My view of life, and death, was again confirmed by a new NDE (Near-Death Experience) book I read called "Proof of Heaven" by a neurosurgeon, Dr. Eben Alexander. By the way, Austin got this book for me for Christmas. I had requested "The Life of Pi," and he forgot which book and got this one instead. (A coincidence, in which God chooses to remain anonymous, as my friend Karen says. Or as Carl Jung would say, there are no coincidences, after all.)

Alexander's experience follows the quantum physics line that we are all interconnected with the entire universe, and are not separate beings at all. Our lives, as we perceive them, are illusory. Like a really gripping movie, we forget that this life is not "reality." Founders of great religions and philosophers have struggled to put this concept into human language and stuff it into the constrictions of human biology-based thought.

One of my newer practices is centering prayer, which involves no intentional thinking at all, but simply being in the presence of the creator. It seems that thoughts, after all, do get in the way of deeper understanding.

Alexander spoke of coming back and having to don his mortal frame once again, and realizing just how confining it is -- the 5 senses, the dull brain, obscuring the brilliance, the love, and simultaneous awareness he experienced outside of those boundaries.

And yet, I have trouble letting go of the dual nature of reality, or binding it together. Having seen my father drawing his last breaths, it's so hard to reconcile physical death with this greater spiritual realm. It is a struggle. I believe, help my unbelief!

Alexander struggled with reconciling his scientific skepticism with this newfound vision of reality. Unfortunately, science has become so self-important that it seems to have forgotten that it is limited -- crippled, really -- by the fact that every observation must be filtered through the perceptions of the scientists. As quantum physics shows, the observer cannot be disentangled from the observed phenomenon, and influences its outcome. Science has become the new religion in western society, the new dogma that everyone must believe or be wrong.

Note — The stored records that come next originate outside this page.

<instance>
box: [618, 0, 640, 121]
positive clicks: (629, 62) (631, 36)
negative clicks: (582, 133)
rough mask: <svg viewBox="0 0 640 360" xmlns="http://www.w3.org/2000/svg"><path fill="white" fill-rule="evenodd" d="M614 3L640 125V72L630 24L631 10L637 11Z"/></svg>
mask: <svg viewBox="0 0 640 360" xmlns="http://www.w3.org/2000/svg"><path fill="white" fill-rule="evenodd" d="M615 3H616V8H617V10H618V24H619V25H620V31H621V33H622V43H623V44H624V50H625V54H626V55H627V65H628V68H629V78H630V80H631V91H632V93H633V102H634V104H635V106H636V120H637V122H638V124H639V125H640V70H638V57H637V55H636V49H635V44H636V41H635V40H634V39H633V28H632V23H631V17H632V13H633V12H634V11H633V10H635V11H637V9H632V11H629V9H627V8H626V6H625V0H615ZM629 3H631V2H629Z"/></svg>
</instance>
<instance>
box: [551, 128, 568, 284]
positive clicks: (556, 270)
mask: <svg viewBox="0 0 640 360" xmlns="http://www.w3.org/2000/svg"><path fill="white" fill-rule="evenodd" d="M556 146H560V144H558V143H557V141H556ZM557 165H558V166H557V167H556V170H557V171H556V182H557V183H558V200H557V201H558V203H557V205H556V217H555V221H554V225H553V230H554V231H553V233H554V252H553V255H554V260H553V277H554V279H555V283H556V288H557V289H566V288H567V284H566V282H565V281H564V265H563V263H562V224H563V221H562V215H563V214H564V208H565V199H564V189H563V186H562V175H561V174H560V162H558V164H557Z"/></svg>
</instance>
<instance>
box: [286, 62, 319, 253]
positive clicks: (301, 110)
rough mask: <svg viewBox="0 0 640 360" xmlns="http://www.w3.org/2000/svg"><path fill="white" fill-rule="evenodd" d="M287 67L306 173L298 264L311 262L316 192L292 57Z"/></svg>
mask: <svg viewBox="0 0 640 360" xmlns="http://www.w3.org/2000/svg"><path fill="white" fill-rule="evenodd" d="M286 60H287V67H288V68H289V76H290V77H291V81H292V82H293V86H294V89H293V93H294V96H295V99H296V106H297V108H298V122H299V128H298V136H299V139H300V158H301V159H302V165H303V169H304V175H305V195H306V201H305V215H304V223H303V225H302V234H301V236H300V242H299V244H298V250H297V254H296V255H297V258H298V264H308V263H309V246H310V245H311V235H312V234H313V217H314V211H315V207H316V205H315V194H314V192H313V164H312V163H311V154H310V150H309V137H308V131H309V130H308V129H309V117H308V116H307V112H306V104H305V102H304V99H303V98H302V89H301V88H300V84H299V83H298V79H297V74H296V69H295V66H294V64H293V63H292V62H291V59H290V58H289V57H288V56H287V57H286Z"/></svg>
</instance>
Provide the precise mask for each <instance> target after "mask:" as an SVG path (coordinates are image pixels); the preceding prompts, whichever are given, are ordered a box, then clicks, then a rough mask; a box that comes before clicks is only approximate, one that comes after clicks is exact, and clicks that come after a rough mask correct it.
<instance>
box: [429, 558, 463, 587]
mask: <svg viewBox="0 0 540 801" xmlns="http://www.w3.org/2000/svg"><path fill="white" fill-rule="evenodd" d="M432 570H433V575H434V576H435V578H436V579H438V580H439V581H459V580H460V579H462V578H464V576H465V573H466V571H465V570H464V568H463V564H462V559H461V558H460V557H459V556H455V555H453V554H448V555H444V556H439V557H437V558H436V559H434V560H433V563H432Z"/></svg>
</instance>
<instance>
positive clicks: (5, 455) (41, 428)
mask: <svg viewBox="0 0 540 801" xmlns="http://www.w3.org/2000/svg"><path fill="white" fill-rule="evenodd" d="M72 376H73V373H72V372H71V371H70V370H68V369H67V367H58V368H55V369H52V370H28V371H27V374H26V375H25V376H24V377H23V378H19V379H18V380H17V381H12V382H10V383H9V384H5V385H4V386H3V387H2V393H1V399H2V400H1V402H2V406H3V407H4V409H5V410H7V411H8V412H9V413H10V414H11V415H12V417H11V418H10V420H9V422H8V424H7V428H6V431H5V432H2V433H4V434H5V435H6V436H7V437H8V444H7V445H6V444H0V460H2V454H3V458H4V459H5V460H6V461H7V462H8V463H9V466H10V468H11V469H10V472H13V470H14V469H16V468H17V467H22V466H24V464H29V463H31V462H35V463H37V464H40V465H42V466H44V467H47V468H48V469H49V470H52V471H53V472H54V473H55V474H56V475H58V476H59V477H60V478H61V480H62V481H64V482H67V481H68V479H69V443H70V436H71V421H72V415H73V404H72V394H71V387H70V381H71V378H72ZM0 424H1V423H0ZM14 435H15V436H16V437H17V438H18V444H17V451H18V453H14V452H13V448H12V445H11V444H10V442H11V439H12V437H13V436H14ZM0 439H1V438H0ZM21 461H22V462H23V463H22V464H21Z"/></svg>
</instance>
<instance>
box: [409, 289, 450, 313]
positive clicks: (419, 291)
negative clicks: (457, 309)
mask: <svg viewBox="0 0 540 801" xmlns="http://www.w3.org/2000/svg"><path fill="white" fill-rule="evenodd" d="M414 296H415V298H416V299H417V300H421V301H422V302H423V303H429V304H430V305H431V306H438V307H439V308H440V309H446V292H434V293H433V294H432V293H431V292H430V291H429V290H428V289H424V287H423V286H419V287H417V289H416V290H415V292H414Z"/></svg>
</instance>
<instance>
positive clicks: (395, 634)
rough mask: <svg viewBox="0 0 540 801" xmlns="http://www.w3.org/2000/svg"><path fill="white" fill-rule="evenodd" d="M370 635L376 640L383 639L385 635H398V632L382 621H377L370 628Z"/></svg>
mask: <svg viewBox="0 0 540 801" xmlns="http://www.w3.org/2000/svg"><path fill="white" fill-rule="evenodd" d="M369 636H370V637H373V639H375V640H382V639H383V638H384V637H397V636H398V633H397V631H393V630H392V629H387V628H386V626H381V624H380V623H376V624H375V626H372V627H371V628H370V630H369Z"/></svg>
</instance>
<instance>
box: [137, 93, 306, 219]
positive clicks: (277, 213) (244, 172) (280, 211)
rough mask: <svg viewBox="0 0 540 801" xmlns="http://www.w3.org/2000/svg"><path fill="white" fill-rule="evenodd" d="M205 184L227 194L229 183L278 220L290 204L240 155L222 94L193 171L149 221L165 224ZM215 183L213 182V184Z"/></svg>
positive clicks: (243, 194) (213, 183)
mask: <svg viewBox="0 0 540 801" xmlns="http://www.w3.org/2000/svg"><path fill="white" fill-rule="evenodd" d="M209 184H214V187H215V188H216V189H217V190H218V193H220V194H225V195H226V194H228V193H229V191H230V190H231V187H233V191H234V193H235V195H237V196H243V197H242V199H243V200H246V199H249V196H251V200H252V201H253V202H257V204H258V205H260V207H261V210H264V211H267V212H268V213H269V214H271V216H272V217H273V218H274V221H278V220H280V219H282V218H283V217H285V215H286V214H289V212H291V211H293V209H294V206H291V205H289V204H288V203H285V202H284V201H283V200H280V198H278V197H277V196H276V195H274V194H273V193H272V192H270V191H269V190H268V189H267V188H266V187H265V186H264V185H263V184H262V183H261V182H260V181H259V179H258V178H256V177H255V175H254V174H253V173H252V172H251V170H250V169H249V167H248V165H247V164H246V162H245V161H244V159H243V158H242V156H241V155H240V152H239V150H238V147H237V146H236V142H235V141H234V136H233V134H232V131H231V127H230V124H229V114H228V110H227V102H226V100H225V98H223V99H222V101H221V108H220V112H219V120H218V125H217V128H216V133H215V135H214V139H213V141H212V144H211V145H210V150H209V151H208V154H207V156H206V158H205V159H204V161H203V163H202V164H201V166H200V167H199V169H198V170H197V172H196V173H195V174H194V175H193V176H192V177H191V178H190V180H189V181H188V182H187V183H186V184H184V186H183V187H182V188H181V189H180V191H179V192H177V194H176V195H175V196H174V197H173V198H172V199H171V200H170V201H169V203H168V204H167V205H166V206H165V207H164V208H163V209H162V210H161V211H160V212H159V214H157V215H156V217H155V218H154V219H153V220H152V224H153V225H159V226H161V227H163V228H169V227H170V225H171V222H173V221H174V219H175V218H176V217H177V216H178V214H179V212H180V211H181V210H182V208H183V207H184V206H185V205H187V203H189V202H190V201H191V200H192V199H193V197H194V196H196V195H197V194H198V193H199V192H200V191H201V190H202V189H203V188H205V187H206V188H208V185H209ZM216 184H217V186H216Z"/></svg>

By the way, Alexander eschews all religious dogma. God ("Om" is the sound he recalls for God, a suspiciously Buddhist-sounding intonation!) is so far beyond the human boundaries of religion. And it's silly, isn't it, to try to appropriate God as the special savior of just one type of human being -- the Jews, or those who claim Jesus as their savior, etc. What about all the rest of creation?

I relate to Alexander's worldview, as someone who was skeptical of those things that could not be empirically explained and who was not a practitioner of any religion.

Here's another philosophical issue to ponder: belief vs. reality. It doesn't matter what I, or anyone else, believes, does it? What matters is reality. Do our beliefs influence our reality, then? In that case, our beliefs could matter -- a lot. Today, Austin showed me an article on the holographic nature of our perceived reality. It hypothesized (I think) that our attitudes influence our reality, which isn't so "real" as we would think. Our thoughts weave into our reality and become our outcomes, according to this little mind-blowing bit of pseudo-science. Possible.